Florence Foster JenkinsMay 6, 2016
Florence Foster Jenkins (1868-1944) entered my consciousness in the early 1990s when I first heard her rendition of the Queen of the Night aria from The Magic Flute. This shrieking, tuneless performance of one of the most challenging pieces in the soprano’s repertoire is the stuff of high comedy. In 2003 Naxos issued an album of Jenkins’s complete recordings called Murder on the High Cs.
It’s so terrible one can hardly believe Jenkins was serious – but she was. Besotted by music, this wealthy New York socialite had become convinced she was a great singer. Those who were closest to her supported the delusion, partly through not wanting to hurt her feelings, but largely because they were benefiting from her open-handedness.
Chief beneficiary was her husband, St. Clair Bayfield, a failed Shakespearean actor who entered into a sexless marriage with Jenkins in 1909, the same year she inherited her fortune. The reason their union was never consummated was that Jenkins had contracted syphilis from her first husband, Dr. Frank Thornton Jenkins, a compulsive womaniser.

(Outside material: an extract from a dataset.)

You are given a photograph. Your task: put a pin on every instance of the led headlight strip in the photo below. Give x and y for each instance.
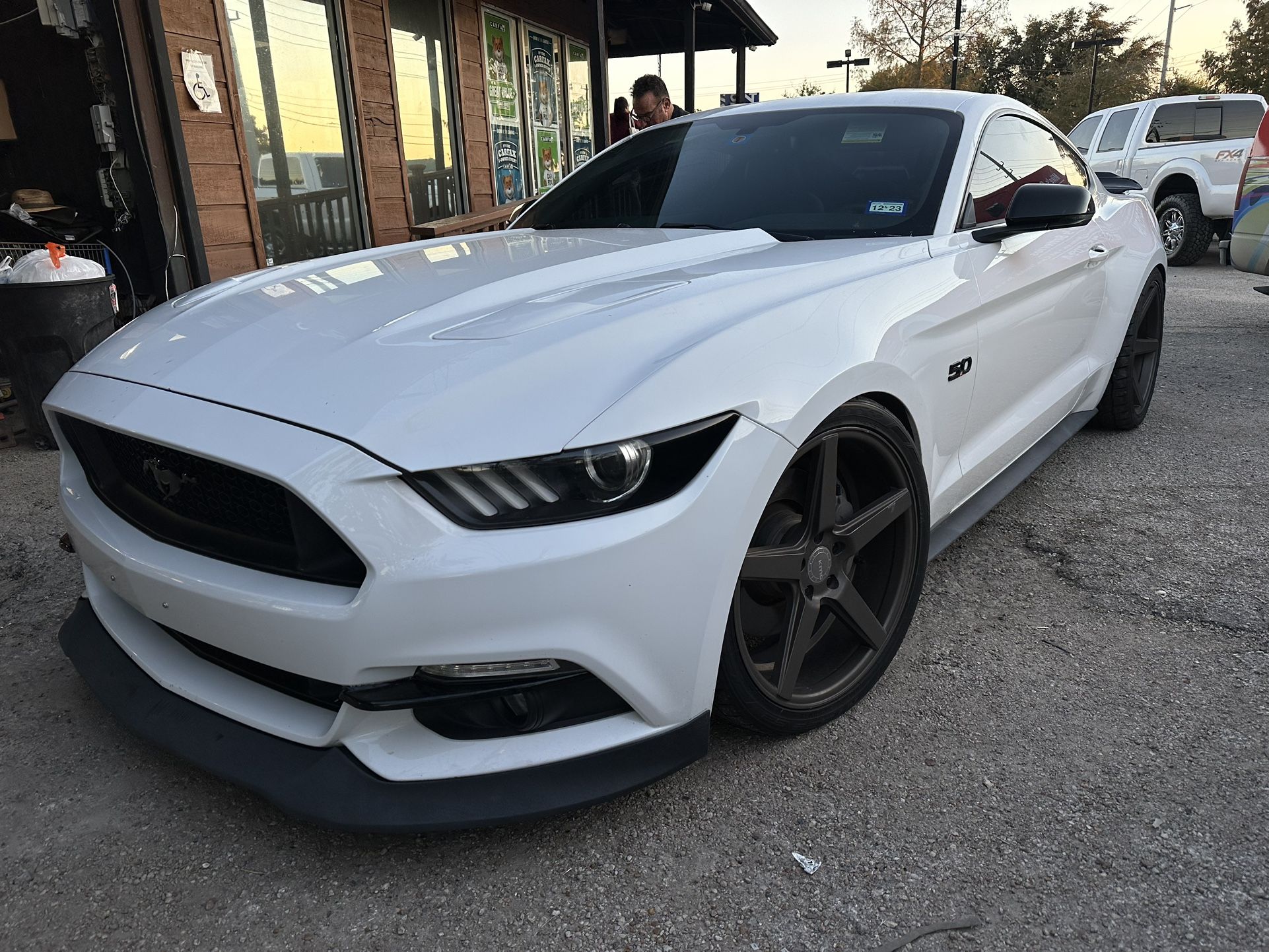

We can only speculate as to whether Jenkins’s delusions were influenced by her illness, let alone by treatments of arsenic and mercury. Neither can we be sure of the true nature of her relationship with Bayfield, which lasted until her death.

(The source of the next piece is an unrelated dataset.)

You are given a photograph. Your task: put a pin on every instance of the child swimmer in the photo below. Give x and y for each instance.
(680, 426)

Filmmakers are usually happy to rework a subject’s biography to suit their own requirements, and there are enough grey areas in Jenkins’s life to allow director, Stephen Frears, and writer, Nicholas Martin, to play it as they please. Meryl Streep is let loose in the title role – another larger-than-life character to add to her portrayals of Margaret Thatcher, Emmeline Pankhurst and Julia Child.
The pivotal role of Bayfield is given to a born-again Hugh Grant, who has finally graduated from the painful stereotype of the diffident young Englishman. In this incarnation Grant is a sly old dog who divides his time between his beloved wife and a young mistress (Rebecca Ferguson), to whom he repairs when Florence is put to bed.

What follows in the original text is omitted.